99991 / SimpleTinyLlama

https://github.com/jzhang38/TinyLlama using only PyTorch
Apache License 2.0
12 stars 1 forks source link

An exemplary project #3

Open meadewaking opened 5 months ago

meadewaking commented 5 months ago

This project has been incredibly helpful to me. I'm curious about how it was developed. Could you enlighten me on the process you took, particularly how you started from the original project and then removed lit-gpt and lightning? Any insights you could provide would be greatly appreciated!

99991 commented 5 months ago

Thank you! It is always motivating to hear that the code is useful to other people.

I actually started from the Huggingface transformer implementation because I could not get the official TinyLlama implementation to work due to CUDA issues.

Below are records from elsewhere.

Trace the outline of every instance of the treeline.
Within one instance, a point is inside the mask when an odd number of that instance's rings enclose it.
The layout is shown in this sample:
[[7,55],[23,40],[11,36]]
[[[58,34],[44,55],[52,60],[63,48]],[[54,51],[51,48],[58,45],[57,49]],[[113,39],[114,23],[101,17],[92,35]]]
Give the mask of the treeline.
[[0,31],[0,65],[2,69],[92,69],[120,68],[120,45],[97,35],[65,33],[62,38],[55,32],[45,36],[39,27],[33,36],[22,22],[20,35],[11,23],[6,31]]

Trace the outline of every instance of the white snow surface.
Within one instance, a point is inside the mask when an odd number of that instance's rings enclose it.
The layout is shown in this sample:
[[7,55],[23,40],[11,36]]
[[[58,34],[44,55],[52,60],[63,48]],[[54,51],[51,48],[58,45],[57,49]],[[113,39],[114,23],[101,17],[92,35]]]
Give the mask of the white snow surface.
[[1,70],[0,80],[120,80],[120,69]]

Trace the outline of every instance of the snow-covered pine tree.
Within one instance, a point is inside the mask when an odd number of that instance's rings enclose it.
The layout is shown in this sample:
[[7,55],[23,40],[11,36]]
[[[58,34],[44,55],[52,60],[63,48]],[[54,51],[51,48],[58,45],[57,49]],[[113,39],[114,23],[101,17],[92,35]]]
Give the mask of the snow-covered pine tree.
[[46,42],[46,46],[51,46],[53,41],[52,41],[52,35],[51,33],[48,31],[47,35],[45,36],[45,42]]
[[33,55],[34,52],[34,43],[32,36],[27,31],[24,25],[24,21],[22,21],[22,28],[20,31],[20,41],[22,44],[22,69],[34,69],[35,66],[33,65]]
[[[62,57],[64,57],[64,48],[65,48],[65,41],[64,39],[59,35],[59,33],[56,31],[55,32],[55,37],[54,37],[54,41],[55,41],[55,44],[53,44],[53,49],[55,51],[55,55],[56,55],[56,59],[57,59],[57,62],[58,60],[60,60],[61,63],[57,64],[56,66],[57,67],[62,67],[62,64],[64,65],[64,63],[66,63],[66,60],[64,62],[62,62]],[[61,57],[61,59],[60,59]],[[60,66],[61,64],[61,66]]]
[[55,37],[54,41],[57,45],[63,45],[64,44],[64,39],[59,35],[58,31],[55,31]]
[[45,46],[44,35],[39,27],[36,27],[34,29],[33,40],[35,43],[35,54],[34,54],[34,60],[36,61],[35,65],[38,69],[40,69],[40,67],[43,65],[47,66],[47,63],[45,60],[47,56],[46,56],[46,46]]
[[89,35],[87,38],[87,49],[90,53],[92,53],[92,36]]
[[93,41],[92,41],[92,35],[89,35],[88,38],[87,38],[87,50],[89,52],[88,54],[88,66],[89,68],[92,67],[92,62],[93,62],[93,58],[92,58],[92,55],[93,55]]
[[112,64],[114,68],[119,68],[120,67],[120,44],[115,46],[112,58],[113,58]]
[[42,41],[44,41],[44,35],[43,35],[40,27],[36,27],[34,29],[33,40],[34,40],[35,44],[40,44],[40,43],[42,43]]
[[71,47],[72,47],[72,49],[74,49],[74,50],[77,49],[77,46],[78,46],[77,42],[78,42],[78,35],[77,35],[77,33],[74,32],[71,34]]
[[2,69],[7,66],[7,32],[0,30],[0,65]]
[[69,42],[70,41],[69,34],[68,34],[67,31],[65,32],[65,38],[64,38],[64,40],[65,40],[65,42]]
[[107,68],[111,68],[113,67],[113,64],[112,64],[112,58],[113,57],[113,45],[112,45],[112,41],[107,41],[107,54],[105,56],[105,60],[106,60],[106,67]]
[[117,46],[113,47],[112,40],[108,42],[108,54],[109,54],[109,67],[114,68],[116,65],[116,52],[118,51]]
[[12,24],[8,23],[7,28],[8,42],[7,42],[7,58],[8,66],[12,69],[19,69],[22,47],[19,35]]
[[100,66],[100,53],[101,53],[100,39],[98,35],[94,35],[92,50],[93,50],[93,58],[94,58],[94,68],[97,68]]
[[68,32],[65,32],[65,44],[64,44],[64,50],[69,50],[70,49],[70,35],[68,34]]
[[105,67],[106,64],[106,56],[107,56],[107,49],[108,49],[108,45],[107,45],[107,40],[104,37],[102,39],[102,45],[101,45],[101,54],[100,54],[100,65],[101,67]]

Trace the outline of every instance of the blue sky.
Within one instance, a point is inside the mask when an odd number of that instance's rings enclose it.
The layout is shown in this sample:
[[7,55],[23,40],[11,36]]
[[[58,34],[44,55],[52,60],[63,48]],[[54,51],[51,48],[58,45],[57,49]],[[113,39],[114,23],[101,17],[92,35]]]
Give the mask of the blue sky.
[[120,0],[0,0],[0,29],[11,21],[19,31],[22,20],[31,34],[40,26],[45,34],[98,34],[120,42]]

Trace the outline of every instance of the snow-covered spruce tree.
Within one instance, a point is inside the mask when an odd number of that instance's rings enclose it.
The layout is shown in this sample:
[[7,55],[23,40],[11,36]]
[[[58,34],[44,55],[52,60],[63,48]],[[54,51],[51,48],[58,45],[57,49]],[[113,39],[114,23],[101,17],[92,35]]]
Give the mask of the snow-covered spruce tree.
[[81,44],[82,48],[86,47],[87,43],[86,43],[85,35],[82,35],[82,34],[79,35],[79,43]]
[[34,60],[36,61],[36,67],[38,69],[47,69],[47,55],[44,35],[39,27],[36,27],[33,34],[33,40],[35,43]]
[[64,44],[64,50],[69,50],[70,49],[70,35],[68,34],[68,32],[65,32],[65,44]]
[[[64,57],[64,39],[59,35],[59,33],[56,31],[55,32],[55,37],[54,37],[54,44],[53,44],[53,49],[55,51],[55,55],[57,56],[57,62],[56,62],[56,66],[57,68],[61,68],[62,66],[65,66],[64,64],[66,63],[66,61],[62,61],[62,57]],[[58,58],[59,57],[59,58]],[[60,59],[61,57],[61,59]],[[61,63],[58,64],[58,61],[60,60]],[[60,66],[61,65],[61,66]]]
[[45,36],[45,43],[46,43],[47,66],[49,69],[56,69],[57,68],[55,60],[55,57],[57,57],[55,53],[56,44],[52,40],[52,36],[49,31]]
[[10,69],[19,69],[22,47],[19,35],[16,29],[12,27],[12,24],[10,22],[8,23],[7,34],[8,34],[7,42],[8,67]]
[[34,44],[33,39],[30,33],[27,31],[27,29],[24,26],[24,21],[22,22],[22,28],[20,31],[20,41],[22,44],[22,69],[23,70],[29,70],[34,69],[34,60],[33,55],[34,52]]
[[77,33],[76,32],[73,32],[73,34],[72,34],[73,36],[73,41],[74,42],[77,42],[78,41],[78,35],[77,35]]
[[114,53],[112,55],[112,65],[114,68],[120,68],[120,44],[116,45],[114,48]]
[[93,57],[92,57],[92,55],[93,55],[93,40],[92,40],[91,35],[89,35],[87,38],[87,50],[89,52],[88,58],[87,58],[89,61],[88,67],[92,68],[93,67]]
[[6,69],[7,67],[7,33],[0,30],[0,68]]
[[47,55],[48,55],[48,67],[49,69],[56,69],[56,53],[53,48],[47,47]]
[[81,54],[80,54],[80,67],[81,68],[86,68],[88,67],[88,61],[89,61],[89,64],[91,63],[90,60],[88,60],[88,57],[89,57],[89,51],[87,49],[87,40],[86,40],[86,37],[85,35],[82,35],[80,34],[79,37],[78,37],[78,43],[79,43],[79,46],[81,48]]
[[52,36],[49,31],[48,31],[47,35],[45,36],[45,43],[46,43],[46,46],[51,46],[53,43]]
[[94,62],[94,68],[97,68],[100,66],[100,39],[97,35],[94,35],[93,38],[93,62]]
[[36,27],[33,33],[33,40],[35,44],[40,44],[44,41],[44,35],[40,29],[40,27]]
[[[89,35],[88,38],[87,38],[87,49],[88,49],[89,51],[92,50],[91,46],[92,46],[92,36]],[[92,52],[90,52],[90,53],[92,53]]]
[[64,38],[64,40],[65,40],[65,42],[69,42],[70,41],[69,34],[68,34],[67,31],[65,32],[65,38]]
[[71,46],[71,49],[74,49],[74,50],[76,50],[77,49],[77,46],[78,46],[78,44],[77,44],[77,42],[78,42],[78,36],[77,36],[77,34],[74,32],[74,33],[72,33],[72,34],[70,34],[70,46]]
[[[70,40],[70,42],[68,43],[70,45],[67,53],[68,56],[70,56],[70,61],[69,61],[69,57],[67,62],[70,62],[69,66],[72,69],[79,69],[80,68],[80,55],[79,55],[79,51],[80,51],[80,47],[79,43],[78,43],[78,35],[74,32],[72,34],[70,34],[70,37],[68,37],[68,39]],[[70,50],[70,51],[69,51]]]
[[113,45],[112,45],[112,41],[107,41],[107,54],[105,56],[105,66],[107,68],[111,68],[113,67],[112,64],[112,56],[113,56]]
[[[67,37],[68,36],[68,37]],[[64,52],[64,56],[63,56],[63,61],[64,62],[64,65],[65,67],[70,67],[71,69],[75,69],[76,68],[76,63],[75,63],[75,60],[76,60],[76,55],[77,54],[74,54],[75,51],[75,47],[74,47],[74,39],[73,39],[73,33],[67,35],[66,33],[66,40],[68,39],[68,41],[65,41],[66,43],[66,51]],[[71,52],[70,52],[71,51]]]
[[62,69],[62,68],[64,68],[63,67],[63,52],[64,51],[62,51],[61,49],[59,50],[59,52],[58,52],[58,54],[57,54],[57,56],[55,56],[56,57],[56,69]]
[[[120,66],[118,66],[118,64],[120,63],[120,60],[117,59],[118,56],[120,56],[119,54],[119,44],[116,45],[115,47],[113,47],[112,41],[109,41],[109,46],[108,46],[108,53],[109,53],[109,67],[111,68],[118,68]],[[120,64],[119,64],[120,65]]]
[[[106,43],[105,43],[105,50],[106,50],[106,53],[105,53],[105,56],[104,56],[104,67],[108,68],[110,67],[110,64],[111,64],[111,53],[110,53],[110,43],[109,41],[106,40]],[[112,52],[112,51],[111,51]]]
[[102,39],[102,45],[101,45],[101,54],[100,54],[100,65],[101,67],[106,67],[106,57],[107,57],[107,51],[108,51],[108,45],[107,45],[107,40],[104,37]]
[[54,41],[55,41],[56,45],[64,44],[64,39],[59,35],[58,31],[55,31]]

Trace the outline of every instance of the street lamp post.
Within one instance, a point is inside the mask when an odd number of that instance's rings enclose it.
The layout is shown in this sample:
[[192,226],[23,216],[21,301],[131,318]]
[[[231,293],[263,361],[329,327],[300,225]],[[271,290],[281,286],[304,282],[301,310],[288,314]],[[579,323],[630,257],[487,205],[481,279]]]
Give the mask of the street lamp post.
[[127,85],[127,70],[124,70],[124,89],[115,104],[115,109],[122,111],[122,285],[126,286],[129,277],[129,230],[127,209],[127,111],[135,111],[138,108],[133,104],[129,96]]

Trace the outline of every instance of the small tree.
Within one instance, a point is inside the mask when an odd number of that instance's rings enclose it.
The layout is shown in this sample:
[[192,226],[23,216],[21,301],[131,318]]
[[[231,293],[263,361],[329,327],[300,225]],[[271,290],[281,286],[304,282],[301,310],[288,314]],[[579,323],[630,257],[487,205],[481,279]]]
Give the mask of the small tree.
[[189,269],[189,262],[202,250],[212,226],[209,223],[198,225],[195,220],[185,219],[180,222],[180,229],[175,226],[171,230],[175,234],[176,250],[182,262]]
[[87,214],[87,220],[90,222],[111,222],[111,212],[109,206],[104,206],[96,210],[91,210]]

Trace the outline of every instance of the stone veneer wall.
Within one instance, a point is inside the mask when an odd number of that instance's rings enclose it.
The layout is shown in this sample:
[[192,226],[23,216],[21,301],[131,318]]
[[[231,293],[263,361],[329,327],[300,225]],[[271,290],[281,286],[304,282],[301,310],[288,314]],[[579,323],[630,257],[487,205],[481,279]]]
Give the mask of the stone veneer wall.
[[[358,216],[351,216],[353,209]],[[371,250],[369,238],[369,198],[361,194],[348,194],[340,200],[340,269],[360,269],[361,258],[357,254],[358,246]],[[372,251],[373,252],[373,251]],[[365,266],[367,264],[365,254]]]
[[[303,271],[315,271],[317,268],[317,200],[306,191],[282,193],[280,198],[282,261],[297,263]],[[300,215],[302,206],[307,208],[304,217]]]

Unfortunately, the Huggingface library contains many layers of abstraction, which makes it difficult to follow. I stepped through the code line by line using Visual Studio Code's debugger and only kept lines which actually computed something instead of just calling other functions. I then compared intermediate results by inspecting them in the debugger or printing them. This was a very arduous process of many hours.

The sentencepiece tokenizer was less work but more complicated. I read a paper, implemented it and found out that this was actually the wrong method. Fortunately, the author of the sentencepiece tokenizer was very helpful to point me in the right direction. I eventually figured out that the decoding process was very similar to how Huffman trees are built, which I had done before, so that part was not too difficult. Decoding the binary format for the tokenizer and how the weird underscore symbols worked was a lot of guesswork and I am still not sure that I got it right (in fact, a kind contributor fixed a bug in it just recently), but at least the tests passed until TinyLlama changed the chat prompt format again. That reminds me, I should update the tests to the new version.

meadewaking commented 5 months ago

I have been working on attempts to decompose the LLaMA model but have found it challenging due to its high level of abstraction. I have been following the development of tinyllama for quite some time and have made several attempts, but unfortunately, they have not been successful.

While browsing GitHub, I came across your work.Your work, spirit, and willingness to help are truly inspiring and greatly admired.